The Steelers are in something resembling the Ravens’ psycho/amoeba front here. They don’t have a single defender with a hand on the ground, nor do they have a DT in the game. In this image, from left to right, you see #99 RDE Brett Keisel, #94 LB Lawrence Timmons, #97 LDE Cameron Heyward, #93 LB Jason Worilds, Lamarr Woodley, #43 S Troy Polamalu, and #29 S Thomas Shamarko.
Timmons is going to drop into a shallow middle zone while Woodley and Worilds are going to run a “TEX” stunt on the offensive right. Worilds looks right but crashes left while Woodley loops overtop of him and attacks the A gap. Not an outrageous stunt, but combined with the amoeba front, confusion ensues.
Here’s the stunt in action.
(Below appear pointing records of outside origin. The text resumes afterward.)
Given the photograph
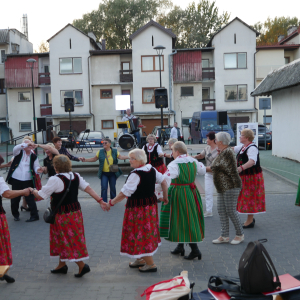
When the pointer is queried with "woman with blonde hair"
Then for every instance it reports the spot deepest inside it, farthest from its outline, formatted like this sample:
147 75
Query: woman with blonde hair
252 196
154 154
140 233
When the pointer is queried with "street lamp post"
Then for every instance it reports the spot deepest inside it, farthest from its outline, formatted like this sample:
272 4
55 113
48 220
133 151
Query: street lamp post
32 61
159 50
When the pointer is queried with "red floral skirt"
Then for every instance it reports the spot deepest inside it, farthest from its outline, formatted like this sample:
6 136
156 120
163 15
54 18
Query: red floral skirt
140 233
67 238
161 168
252 196
5 247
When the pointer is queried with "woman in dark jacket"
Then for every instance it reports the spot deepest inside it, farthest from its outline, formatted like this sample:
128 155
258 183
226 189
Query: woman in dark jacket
67 238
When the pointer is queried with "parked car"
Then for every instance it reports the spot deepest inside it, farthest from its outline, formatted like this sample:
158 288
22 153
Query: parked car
205 121
93 138
167 131
68 138
262 132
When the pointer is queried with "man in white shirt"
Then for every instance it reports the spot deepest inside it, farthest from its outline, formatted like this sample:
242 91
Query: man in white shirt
175 132
136 132
21 175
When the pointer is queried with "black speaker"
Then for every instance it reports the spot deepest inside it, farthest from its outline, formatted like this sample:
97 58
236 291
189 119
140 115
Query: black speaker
222 117
161 98
41 122
69 104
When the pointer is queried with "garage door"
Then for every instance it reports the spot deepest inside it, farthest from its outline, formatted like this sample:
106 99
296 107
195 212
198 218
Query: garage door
234 120
150 123
76 125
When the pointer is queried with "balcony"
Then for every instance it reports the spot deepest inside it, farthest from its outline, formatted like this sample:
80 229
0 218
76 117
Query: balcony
208 73
44 78
126 76
208 104
46 109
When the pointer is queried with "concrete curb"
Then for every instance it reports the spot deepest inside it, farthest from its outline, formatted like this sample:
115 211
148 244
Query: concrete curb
280 177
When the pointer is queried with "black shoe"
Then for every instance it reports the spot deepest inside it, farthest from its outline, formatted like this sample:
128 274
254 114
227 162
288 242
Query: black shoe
251 225
8 279
32 219
179 249
84 270
24 208
194 253
63 270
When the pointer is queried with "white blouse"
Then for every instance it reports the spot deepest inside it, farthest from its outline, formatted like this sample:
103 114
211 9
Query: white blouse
159 150
251 153
133 180
173 171
56 185
3 186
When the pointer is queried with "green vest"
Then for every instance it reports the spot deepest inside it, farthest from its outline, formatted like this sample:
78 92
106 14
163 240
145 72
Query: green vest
114 153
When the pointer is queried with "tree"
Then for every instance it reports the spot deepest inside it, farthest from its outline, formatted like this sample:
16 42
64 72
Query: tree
116 20
272 28
195 25
43 47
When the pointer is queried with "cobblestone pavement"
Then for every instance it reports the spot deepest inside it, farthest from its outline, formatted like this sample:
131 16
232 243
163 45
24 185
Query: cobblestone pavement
110 276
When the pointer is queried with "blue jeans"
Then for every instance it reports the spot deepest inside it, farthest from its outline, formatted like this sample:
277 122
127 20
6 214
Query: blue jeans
111 178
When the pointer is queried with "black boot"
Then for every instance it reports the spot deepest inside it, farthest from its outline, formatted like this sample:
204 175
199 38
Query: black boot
194 253
179 249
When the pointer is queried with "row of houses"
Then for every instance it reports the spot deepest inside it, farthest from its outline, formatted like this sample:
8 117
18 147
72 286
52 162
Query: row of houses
220 76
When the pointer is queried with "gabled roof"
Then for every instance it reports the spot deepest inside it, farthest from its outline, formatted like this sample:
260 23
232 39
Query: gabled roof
290 36
282 78
238 19
92 40
155 24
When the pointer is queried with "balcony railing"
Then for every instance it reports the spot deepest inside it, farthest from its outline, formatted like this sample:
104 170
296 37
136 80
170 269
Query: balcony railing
208 104
126 76
44 78
208 73
46 109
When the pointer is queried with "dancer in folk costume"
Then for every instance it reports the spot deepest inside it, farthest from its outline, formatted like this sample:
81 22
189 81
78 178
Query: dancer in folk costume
5 247
154 154
140 233
252 196
67 239
182 219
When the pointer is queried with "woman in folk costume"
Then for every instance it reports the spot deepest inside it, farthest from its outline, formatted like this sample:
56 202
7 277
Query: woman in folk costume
154 154
182 219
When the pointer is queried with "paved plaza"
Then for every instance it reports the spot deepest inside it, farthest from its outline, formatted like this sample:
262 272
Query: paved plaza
110 276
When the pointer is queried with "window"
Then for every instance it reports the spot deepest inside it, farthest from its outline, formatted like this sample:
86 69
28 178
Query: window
235 92
24 96
205 63
235 60
151 63
3 57
70 65
187 91
2 86
105 94
77 95
148 95
107 124
25 126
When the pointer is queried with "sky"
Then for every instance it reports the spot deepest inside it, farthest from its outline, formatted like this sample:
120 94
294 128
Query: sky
45 18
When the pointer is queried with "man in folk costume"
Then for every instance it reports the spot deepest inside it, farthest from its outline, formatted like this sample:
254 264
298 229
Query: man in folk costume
182 219
21 175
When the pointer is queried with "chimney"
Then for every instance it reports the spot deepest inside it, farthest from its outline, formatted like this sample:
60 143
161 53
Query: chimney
291 29
280 37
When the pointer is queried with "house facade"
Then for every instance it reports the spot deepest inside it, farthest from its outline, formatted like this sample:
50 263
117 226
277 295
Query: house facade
11 41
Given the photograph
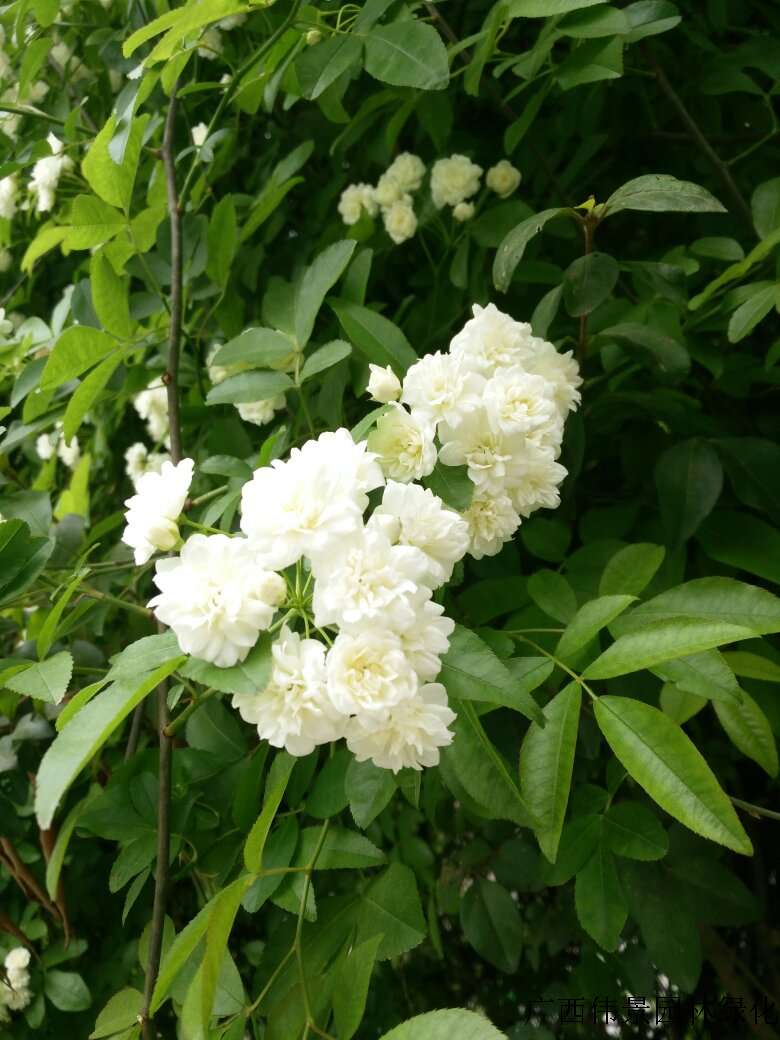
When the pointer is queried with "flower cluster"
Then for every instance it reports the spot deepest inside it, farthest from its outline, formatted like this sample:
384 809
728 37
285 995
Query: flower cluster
453 182
15 990
342 542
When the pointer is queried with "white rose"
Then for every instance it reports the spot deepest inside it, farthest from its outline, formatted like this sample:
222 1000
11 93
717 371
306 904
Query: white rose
153 511
453 180
502 178
384 385
399 221
405 445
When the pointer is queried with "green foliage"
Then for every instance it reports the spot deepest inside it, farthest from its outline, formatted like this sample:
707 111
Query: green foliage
614 670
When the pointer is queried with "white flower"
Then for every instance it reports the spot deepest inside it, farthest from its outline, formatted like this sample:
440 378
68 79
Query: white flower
537 485
46 446
492 457
425 523
519 403
70 451
410 736
210 44
199 134
355 199
407 171
294 710
399 219
311 503
560 369
440 388
152 407
426 639
502 178
8 191
492 339
367 580
453 180
16 994
492 520
367 671
216 597
404 444
388 190
464 211
384 385
153 511
138 460
260 412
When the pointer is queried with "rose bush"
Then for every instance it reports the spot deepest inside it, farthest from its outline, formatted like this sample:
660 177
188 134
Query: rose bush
390 489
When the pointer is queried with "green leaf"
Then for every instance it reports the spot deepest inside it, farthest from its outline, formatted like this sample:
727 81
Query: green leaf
408 53
599 900
511 251
113 182
472 672
741 540
491 923
318 67
588 282
86 394
664 641
589 620
247 387
223 240
482 771
93 223
251 676
660 193
351 989
109 295
78 348
341 849
391 907
713 598
368 789
704 674
121 1013
377 338
547 8
765 207
67 990
45 681
661 759
83 736
552 594
318 279
546 764
255 346
751 666
631 830
451 484
749 730
327 356
753 310
689 478
450 1023
276 785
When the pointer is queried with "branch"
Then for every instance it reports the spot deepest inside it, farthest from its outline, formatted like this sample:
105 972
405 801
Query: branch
171 380
696 134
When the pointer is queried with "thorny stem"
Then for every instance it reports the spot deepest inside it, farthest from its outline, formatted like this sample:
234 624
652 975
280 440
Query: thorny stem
171 380
696 134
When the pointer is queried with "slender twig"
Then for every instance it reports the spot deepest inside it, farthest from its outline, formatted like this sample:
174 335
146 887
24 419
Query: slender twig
171 380
696 134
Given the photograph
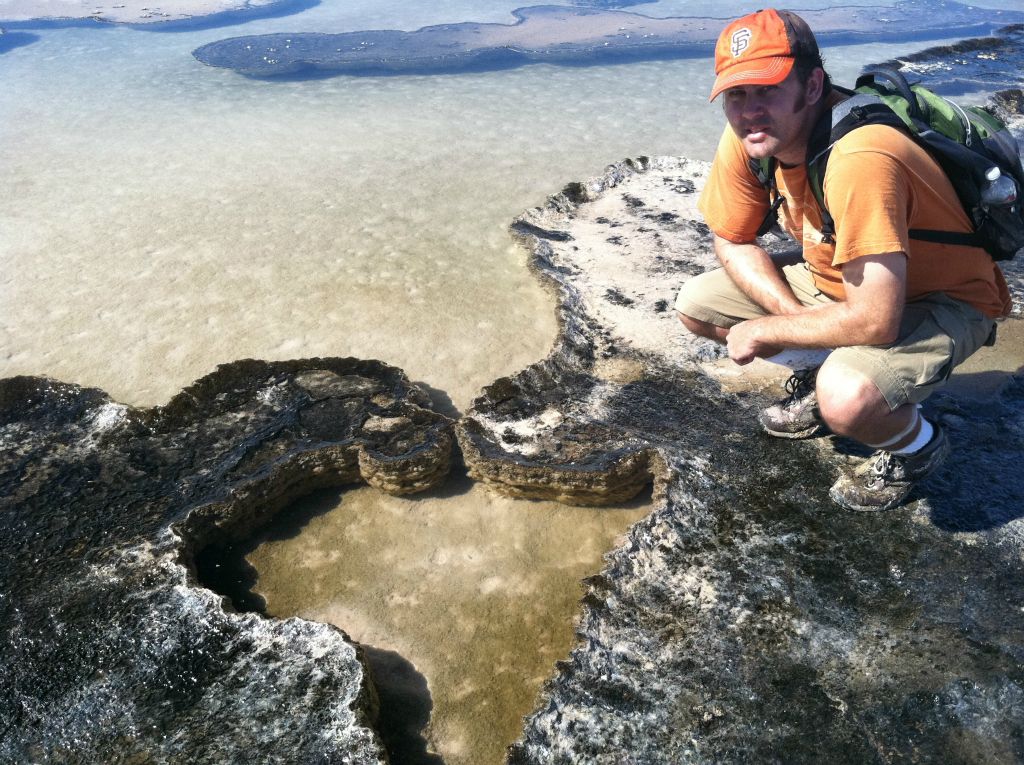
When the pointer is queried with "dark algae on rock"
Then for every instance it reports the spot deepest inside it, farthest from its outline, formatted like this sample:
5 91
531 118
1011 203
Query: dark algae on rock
748 619
111 650
744 620
562 35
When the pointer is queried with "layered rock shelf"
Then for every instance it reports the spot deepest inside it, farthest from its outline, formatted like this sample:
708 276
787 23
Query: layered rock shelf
556 34
744 619
748 618
112 652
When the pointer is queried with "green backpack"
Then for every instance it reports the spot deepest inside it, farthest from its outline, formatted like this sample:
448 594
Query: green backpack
975 150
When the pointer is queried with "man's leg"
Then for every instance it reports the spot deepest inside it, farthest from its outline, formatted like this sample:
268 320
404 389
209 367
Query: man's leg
871 394
708 305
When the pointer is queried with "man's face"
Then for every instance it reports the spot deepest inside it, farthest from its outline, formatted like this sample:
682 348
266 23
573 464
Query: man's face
774 120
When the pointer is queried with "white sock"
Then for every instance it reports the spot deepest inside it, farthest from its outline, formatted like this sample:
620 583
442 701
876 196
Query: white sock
921 441
800 358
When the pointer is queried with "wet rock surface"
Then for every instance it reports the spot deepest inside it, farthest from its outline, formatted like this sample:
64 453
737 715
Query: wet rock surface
984 64
745 619
748 619
554 34
111 650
Yanda has picked up Worilds, but there was either no switch call between him and Oher, or Oher simply missed the stunt. He’s totally lost in this image. Meanwhile, Ray Rice sees Woodley looping into the A gap and knows it’s up to him to stop the Steelers best pass rusher.
Rice has picked up Woodley (sort of), attempting to cut block him. Ultimately, this won’t work. But let’s also take a look at something else. Including Torrey Smith on the left, you can see eight Ravens players in this image. Meanwhile, Pittsburgh is rushing four, with Troy Polamalu coming on a delay from the very right side of the screen. That means there are three Ravens receivers (aside from Torrey) against five Pittsburgh defenders. Even without the pressure from Woodley, the math alone dooms this play.